ERIC Number: ED225265
Record Type: RIE
Publication Date: 1982-Mar-20
Pages: 15
Abstractor: N/A
ISBN: N/A
ISSN: N/A
EISSN: N/A
Comprehensive School Planning: Bringing Order to School Change in the 1980's.
Wiles, Jon; Bondi, Joseph
American public education is in trouble but educators have no long-term plan of action, are not thinking comprehensively, and are ignoring lessons of the past. A review of events since Sputnik (1957) reveals several lessons. From 1957 to 1963 national curriculum programs and isolated school experiments were introduced but did not take hold. In the 1963-73 period, the chase for federal categorical grants led to fragmentation and the loss of curriculum supervisors. From 1973 to 1978 retrenchment and new management methods caused loss of curriculum specialists and further curriculum drift. Most recently (1978-82), continuing retrenchment and political and financial crises have produced a dull and valueless curriculum and no curriculum leadership. Leaders now are concentrating on short-term, not long-term, solutions. Curriculum leaders, moreover, have forgotten the central role of democratic values in the schools' purpose, forgotten how to lead, and forgotten curriculum methodology. Three steps need to be taken. First, schools' purposes--what they are for and whom they serve--must be clarified. Second, educators must make long-term commitments to change and to planning for program implementation. Finally, school organization must be decentralized and curriculum developers returned to the building level. (Author/RW)

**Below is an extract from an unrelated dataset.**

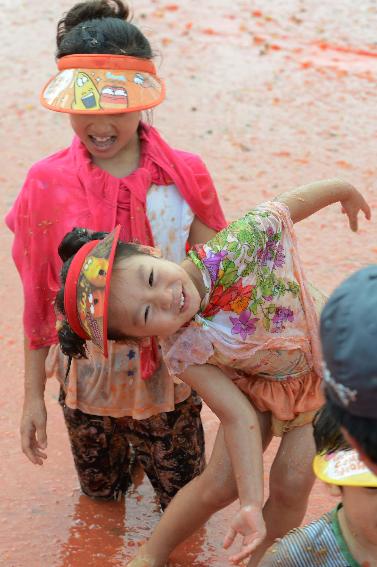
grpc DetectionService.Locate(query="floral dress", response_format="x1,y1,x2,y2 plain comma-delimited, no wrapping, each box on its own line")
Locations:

Publication Type: Speeches/Meeting Papers; Opinion Papers
Education Level: N/A
Audience: N/A
Language: English
Sponsor: N/A
Authoring Institution: N/A
Grant or Contract Numbers: N/A
Note: Paper presented at the Annual Meeting of the Association for Supervision and Curriculum Development (Anaheim, CA, March 20-23, 1982). Not available in paper copy due to marginal legibility of original document.